Cattlemen reduce use of antibiotics
Some cattlemen were reluctant to accepta Veterinary Feed Directive that limits use of drugs in animal feed. However, according to a report by the Federal Department of Agriculture, the use of “medically-important” antibiotics decreased by 33 percent in 2017, the first full year it was in effect.
The directive required veterinarians to supervise use of medications in animal feed. Veterinarian oversight seems to have played a role in reducing sales of antibiotics.
Aureomycin, a broad-spectrum antibiotic, had previously been labeled to mix in low doses into feedlot rations to control any underlying, unidentified health issues animals might have. Its use helped animals grow faster, said veterinarian Jessica Laurin of Animal Health Center of Marion County said. She contributed to an analysis of the report in the Feb. 2019 issue of Drovers Magazine.
Now, cattle-feeders have to limit its use to treat a specific sickness.
Laurin, a member of Academy of Veterinary Consultants for 20 years and past president, said sometimes, when the environment is conducive to disease outbreaks — like cold, wet conditions — feeders are allowed to use aureomycin in the feed for a limited time.

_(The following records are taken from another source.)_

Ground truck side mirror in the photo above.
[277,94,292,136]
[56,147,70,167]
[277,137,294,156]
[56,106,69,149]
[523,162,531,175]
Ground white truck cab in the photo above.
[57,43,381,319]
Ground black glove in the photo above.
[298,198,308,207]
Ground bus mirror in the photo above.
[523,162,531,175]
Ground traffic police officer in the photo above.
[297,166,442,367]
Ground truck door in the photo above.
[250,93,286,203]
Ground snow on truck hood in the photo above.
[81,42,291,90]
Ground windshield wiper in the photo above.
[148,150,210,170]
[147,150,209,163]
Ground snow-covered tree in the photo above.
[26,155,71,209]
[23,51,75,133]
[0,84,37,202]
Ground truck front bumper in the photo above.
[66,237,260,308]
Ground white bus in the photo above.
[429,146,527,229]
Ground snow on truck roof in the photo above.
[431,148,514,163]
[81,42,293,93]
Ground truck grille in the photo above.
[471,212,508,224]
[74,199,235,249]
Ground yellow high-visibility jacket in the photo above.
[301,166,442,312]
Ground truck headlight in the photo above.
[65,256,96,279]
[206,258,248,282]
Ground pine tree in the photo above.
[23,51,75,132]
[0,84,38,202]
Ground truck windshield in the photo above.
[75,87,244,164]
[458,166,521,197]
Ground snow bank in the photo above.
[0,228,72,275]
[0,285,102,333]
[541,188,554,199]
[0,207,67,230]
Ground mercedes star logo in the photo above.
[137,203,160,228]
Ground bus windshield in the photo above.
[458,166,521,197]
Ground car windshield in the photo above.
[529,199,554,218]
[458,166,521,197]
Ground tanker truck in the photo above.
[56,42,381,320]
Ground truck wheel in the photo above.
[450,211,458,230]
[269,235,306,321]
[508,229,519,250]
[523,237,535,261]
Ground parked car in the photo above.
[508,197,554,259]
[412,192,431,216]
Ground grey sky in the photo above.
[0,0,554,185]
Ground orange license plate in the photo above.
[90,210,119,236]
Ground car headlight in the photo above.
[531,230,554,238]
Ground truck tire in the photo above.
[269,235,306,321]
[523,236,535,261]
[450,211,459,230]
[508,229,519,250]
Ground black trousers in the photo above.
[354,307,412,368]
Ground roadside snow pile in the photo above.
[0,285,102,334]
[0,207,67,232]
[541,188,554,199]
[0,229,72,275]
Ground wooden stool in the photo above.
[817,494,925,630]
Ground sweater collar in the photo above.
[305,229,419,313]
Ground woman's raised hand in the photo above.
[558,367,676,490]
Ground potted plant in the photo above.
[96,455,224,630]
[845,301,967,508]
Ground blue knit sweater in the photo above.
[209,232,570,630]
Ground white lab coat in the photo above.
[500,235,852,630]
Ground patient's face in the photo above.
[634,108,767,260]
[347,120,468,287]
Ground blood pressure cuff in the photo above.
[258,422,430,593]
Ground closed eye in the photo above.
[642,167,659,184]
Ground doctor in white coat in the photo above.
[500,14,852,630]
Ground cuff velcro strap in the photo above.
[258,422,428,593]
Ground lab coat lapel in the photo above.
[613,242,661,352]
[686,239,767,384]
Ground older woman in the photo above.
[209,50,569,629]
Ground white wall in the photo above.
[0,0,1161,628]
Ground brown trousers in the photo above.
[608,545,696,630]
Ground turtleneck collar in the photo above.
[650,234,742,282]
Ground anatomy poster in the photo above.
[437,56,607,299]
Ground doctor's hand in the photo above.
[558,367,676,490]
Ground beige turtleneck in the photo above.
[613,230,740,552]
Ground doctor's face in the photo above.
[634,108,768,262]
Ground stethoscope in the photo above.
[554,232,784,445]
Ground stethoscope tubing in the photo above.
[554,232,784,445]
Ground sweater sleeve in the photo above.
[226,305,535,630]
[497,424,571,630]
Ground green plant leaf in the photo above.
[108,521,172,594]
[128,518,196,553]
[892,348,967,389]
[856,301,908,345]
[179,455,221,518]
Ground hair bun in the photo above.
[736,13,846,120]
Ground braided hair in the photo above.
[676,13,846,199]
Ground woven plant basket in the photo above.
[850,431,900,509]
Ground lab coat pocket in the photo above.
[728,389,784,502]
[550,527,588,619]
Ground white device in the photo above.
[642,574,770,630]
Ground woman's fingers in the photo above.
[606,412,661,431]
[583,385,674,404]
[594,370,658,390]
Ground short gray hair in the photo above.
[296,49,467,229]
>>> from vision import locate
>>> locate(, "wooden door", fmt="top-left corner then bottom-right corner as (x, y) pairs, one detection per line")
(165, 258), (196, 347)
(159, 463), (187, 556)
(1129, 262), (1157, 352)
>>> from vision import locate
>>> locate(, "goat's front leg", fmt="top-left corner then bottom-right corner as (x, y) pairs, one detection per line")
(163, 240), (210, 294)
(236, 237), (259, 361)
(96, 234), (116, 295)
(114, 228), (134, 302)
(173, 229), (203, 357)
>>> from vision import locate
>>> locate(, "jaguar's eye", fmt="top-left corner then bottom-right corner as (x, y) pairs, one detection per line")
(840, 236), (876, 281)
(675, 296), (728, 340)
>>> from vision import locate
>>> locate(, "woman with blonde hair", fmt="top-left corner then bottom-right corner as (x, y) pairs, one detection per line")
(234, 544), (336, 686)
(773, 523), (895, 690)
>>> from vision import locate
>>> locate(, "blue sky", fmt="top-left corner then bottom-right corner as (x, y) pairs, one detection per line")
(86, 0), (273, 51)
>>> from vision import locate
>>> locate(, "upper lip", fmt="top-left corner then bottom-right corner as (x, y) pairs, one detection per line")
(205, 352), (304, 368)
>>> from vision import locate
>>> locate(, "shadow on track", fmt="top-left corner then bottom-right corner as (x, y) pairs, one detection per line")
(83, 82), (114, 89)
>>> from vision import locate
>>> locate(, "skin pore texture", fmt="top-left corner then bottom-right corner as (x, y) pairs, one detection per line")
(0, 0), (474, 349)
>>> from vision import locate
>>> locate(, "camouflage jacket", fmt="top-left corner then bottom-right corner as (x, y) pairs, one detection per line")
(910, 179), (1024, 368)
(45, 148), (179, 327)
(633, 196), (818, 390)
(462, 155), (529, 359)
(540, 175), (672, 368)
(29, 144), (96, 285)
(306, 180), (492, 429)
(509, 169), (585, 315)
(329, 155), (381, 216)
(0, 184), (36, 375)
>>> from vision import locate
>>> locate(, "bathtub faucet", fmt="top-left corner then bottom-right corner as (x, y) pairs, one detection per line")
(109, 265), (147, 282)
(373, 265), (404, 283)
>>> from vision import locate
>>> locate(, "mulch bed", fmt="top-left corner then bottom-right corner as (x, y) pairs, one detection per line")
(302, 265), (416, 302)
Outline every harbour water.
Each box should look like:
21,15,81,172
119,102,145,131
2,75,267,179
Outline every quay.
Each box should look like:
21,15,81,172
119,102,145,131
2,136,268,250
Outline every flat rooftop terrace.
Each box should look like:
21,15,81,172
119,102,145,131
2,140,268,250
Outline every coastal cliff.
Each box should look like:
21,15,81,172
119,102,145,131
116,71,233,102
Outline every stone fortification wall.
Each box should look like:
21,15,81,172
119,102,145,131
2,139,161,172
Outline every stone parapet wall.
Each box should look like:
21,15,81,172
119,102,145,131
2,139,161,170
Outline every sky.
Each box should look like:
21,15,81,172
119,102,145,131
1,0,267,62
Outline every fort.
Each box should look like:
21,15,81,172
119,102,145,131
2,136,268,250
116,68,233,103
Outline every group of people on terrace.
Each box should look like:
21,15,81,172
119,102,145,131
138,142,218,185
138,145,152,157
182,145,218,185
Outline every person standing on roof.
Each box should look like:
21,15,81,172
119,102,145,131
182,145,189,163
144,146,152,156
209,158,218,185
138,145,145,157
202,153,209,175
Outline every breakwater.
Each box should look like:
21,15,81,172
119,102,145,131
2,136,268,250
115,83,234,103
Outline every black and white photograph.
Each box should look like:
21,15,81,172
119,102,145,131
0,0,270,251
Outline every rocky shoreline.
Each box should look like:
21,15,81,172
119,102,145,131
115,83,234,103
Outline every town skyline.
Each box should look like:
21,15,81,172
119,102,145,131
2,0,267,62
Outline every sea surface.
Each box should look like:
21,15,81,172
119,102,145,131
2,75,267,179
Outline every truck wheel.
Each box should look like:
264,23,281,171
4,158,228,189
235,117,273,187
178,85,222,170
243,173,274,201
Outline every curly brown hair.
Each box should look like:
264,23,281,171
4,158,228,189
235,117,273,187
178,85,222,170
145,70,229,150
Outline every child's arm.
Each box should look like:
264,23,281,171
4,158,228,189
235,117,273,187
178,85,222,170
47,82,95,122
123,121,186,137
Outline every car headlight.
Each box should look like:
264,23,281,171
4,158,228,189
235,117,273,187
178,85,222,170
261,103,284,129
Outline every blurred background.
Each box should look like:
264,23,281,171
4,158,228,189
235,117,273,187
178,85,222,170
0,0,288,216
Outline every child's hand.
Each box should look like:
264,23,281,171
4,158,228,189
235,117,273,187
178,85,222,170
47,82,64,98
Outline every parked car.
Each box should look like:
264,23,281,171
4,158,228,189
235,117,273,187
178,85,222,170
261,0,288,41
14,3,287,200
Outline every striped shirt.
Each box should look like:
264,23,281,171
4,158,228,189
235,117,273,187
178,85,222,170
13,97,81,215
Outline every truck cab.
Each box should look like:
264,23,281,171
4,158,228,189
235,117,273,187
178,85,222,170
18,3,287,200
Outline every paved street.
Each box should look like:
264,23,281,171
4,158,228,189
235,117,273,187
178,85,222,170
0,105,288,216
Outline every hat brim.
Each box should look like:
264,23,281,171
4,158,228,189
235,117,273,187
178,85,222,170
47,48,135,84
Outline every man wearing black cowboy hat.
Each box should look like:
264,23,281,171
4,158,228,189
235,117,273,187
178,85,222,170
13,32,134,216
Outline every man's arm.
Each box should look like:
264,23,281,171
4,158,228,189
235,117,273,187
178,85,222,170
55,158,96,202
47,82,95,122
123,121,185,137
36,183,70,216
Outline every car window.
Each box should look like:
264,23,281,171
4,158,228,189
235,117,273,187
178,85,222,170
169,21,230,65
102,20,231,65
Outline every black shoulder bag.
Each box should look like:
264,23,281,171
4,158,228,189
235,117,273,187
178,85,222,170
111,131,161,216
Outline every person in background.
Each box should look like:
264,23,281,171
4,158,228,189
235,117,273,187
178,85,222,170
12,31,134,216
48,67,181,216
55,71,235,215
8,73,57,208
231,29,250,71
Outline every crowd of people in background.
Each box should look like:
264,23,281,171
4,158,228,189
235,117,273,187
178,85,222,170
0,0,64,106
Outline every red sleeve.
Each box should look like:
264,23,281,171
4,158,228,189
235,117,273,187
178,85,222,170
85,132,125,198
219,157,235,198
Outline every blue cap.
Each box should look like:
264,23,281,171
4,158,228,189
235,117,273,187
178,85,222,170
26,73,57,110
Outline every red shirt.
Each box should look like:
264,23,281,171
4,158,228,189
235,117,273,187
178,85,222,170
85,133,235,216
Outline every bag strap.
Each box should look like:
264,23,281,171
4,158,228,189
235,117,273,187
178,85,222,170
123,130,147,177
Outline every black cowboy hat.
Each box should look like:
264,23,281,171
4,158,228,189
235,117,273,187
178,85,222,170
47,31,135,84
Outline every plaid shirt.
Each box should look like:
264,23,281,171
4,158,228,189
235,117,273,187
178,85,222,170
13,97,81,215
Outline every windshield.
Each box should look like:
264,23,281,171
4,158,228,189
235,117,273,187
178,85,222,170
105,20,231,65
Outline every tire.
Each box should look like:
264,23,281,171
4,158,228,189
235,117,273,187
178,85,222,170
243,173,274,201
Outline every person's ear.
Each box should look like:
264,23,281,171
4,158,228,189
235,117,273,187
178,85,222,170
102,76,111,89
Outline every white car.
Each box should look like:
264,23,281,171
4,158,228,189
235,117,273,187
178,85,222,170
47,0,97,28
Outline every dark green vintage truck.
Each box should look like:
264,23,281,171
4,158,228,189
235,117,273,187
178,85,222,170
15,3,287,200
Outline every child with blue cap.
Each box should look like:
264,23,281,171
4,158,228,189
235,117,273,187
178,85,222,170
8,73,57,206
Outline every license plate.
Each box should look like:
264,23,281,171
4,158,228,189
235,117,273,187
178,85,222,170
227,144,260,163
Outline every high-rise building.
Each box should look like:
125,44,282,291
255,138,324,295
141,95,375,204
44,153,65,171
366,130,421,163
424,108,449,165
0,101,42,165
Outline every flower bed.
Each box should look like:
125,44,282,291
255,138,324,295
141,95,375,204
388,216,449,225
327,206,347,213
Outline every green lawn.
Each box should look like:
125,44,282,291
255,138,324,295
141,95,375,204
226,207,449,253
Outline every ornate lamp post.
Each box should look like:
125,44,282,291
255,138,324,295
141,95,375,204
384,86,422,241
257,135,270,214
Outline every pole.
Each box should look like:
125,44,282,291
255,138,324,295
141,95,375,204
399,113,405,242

Laurin helped prepare specifics for the introduction of the VFD program.
“The VFD rules have encouraged veterinarians, nutritionists, and producers to focus more on nutrition, including minerals and vitamins, for preventing diseases such as foot rot,” Laurin said. “Feedstuffs used in rations often fall short in terms of vitamin quality and quantity, making supplementation critical for preventive management.”